Discussion in 'Web Design & Coding' started by Glaanieboy, Mar 15, 2004.

  1. Glaanieboy

    Glaanieboy Moderator

    Messages:
    2,626
    Location:
    The Netherlands
    I am a total n00b when it comes to PHP functions, therefore I ask you to help me. I have come as far as this:
    Code:
    function pizza_data($pizzaid){
      $search_pizza = mysql_query("SELECT * FROM pizza WHERE pizzaid=$pizzaid");
      $fetch_pizza = mysql_fetch_array($search_pizza);
      $pizza_data = $fetch_pizza['pizza'];
      return $pizza_data;
    }
    
    ...
    (somewhere in here, $pizzaid gets a valid value)
    ...
    
    pizza_data($pizzaid);
    print $pizza_data;
    
    But that doesn't work, I get no value for $pizza_data.

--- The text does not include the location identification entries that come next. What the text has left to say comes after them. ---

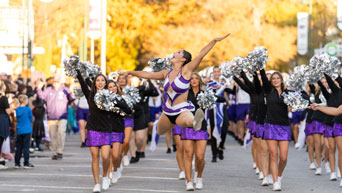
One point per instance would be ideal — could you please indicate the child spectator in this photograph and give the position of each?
(38, 123)
(24, 130)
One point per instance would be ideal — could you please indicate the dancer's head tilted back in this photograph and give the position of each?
(181, 56)
(100, 82)
(277, 80)
(196, 81)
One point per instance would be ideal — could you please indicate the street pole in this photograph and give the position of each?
(103, 36)
(309, 33)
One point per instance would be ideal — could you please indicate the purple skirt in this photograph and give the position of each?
(277, 132)
(308, 129)
(176, 130)
(129, 122)
(328, 131)
(317, 127)
(97, 139)
(337, 129)
(118, 137)
(191, 134)
(259, 130)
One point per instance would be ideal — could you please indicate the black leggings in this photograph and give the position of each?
(1, 142)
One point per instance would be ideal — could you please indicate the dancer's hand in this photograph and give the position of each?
(221, 38)
(124, 73)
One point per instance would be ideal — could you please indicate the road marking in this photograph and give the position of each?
(83, 188)
(88, 166)
(80, 175)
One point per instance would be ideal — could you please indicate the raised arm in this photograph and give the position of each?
(147, 75)
(324, 90)
(191, 66)
(331, 84)
(265, 82)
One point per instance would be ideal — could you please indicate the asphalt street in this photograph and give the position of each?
(158, 172)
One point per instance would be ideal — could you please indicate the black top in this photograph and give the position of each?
(276, 113)
(249, 88)
(3, 104)
(98, 120)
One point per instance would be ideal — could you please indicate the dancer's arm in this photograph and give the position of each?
(191, 66)
(328, 110)
(147, 75)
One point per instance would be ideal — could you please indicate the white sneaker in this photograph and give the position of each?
(126, 161)
(265, 182)
(277, 186)
(105, 183)
(115, 178)
(312, 166)
(257, 171)
(199, 116)
(270, 180)
(195, 177)
(327, 167)
(333, 176)
(97, 188)
(189, 186)
(2, 167)
(199, 184)
(181, 175)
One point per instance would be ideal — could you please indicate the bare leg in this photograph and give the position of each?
(332, 152)
(105, 152)
(125, 146)
(317, 144)
(95, 160)
(200, 152)
(273, 148)
(188, 146)
(284, 150)
(264, 157)
(310, 144)
(180, 152)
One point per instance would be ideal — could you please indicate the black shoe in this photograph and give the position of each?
(221, 155)
(133, 160)
(174, 148)
(28, 166)
(83, 145)
(60, 156)
(17, 166)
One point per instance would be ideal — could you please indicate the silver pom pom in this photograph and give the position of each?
(297, 78)
(295, 101)
(71, 65)
(131, 96)
(257, 59)
(207, 99)
(78, 92)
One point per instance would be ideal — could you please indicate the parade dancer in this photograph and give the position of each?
(277, 131)
(176, 108)
(195, 141)
(118, 134)
(176, 132)
(99, 135)
(249, 88)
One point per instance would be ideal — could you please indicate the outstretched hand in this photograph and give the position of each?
(221, 38)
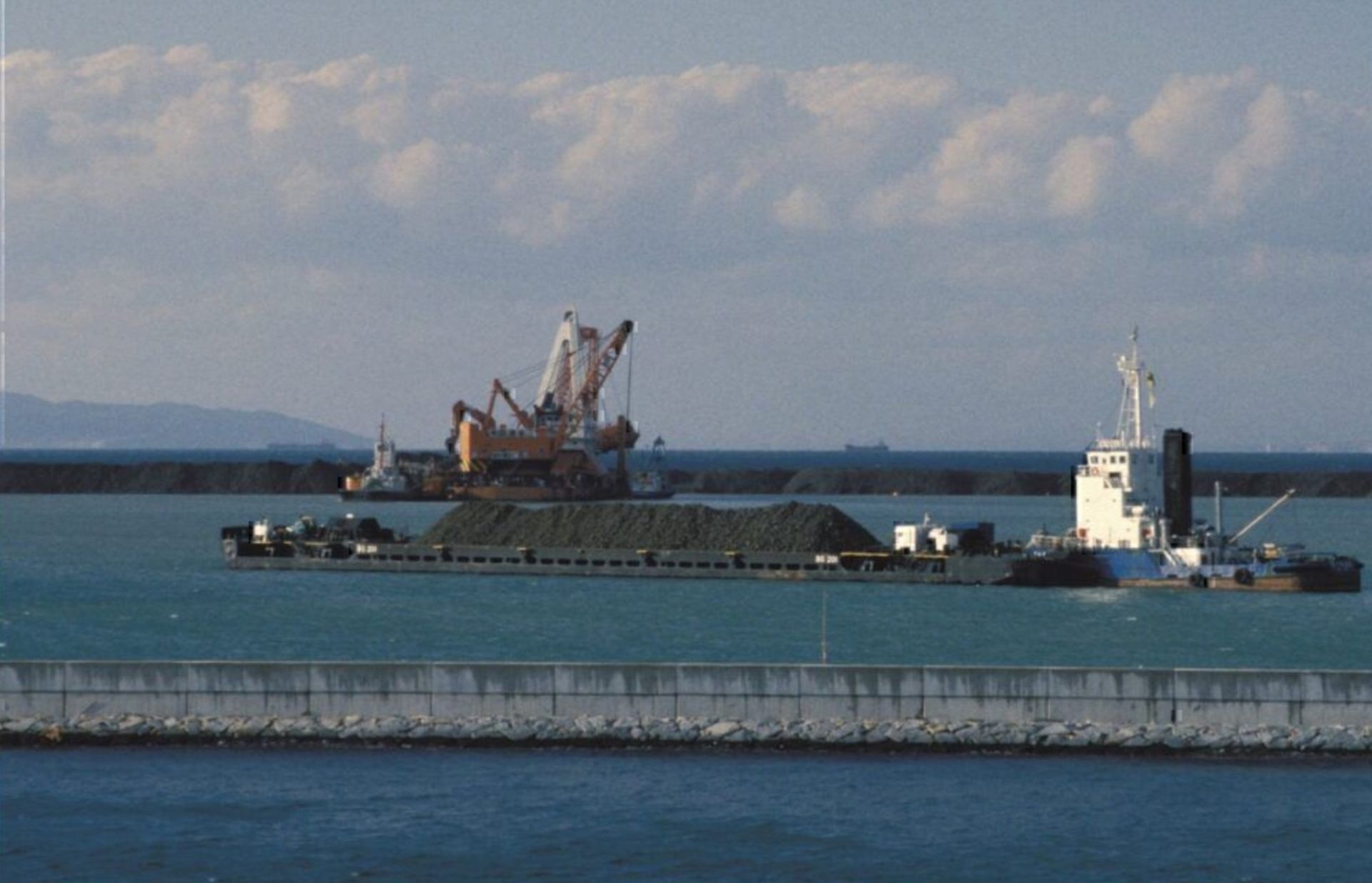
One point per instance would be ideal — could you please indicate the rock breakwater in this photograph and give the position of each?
(888, 735)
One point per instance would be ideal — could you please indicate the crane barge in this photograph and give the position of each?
(550, 452)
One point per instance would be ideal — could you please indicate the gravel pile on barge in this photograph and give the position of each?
(788, 527)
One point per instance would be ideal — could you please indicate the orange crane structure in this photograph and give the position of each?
(550, 450)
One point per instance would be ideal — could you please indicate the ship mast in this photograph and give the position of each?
(1130, 431)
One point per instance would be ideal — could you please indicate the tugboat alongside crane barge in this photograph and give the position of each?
(1135, 524)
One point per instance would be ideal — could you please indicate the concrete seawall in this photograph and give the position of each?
(69, 690)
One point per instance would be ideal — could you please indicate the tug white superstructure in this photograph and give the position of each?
(1118, 487)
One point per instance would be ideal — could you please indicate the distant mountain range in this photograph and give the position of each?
(34, 423)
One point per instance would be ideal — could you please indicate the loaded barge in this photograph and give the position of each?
(962, 556)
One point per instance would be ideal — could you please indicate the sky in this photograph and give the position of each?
(932, 224)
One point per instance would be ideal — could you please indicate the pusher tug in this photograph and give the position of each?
(1135, 529)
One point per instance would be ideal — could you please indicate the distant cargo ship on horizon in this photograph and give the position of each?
(301, 446)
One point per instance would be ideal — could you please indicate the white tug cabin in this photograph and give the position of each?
(1120, 486)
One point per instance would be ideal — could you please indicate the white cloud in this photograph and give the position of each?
(1078, 176)
(407, 177)
(878, 188)
(803, 209)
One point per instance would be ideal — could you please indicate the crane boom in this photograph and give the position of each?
(1261, 516)
(520, 414)
(596, 376)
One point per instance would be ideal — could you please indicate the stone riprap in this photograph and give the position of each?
(91, 689)
(599, 731)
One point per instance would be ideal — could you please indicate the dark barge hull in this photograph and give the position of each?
(600, 562)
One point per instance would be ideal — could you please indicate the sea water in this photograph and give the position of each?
(141, 577)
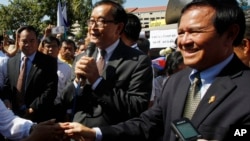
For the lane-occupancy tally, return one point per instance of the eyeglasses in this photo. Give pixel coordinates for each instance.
(99, 23)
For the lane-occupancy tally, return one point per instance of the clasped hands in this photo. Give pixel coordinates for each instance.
(51, 131)
(86, 68)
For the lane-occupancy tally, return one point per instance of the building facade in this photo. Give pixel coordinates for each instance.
(150, 16)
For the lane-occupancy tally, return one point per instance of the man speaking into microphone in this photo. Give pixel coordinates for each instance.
(115, 80)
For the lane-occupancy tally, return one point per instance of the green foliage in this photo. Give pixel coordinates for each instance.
(40, 13)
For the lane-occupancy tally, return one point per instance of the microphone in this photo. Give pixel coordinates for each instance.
(89, 52)
(90, 49)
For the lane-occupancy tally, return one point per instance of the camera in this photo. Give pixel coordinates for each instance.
(185, 130)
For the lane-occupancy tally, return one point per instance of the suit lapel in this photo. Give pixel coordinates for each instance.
(217, 92)
(180, 96)
(115, 59)
(17, 64)
(222, 86)
(33, 68)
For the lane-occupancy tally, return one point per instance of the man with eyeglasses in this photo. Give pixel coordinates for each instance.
(122, 90)
(243, 50)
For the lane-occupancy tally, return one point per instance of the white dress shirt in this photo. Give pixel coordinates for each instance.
(3, 70)
(11, 126)
(64, 75)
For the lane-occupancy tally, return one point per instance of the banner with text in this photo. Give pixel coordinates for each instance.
(162, 38)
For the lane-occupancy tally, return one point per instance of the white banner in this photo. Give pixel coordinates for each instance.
(162, 38)
(58, 30)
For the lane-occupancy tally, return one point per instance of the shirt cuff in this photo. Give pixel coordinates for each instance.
(98, 136)
(96, 83)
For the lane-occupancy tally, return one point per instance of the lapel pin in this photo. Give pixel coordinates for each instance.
(211, 100)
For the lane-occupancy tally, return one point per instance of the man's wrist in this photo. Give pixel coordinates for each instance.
(32, 127)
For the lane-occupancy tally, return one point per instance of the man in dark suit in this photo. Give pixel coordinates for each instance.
(36, 98)
(123, 89)
(207, 32)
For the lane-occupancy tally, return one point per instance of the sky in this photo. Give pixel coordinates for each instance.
(129, 3)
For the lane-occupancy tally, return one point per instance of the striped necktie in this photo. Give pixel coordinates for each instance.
(193, 98)
(22, 76)
(101, 61)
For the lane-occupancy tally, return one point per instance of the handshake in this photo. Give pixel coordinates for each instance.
(52, 131)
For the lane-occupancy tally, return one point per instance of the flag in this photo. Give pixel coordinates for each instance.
(61, 17)
(64, 14)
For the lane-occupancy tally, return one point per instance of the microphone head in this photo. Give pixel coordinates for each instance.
(90, 49)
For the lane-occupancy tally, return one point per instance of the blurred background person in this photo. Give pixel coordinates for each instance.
(34, 99)
(131, 31)
(174, 63)
(67, 51)
(144, 45)
(51, 46)
(243, 50)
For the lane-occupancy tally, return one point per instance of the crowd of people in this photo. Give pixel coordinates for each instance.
(107, 89)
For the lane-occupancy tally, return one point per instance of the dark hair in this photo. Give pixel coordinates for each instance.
(28, 28)
(144, 45)
(133, 27)
(68, 41)
(247, 17)
(228, 13)
(50, 39)
(118, 12)
(174, 59)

What magical trick should I apply to make this work? The queries are OK and when I use the function code as seperate code, it also works.
     
  2. Glaanieboy

    Glaanieboy Moderator

    Messages:
    2,626
    Location:
    The Netherlands
    Did a bit more testing, and found some examples on http://perl.about.com/library/weekly/aa112102a.htm, like this one:
    Code:
    $x = 3;
    print square($x);
    
    function square($num)
    {
      return $num * $num;
    }
    And this works flawlessly.

    But when I alter the code to this (what I want), I get null results:
    Code:
    function square($num)
    {
      $num = $num * $num;
      return $num;
    }
    $x = 3;
    square($x);
    print $num;
    According to the website, it should work, but it doesn't, or am I missing something here?
     
  3. Geffy

    Geffy Moderator Folding Team

    Messages:
    7,805
    Location:
    United Kingdom
    Code:
    function pizza_data($pizzaid){
      $search_pizza = mysql_query("SELECT * FROM pizza WHERE pizzaid=$pizzaid");
      $fetch_pizza = mysql_fetch_array($search_pizza);
      $pizza_data = $fetch_pizza['pizza'];
      return $pizza_data;
    }
    
    ...
    (somewhere in here, $pizzaid gets a valid value)
    ...
    
    pizza_data($pizzaid);
    print $pizza_data;
    
    ok cept for
    Code:
    pizza_data($pizzaid);
    print $pizza_data;
    try

    Code:
    $pizza_data = pizza_data($pizzaid);
    print $pizza_data;
    the $pizza_data in the pizza_data() function only has local scope to that function so when you return it you need to effectively have a place for that returned data to go, like a variable on the other side of the = from the function

    btw in the second set of examples you give its returning the output to a print function

    so it sends the functions result directly to be printed, you on the other hand are just calling the function and returning its result to nothingness :p
     
  4. Glaanieboy

    Glaanieboy Moderator

    Messages:
    2,626
    Location:
    The Netherlands
    Clear :) Thanks for the explaination. I have found another (not so neat) solution for my problem though.
     
  5. ignipotentis

    ignipotentis OSNN Addict

    Messages:
    127
    php is not a functional language. you cannot just square x. If you want to code in the style you were using before Geffy corrected you, check out ocaml, or lisp.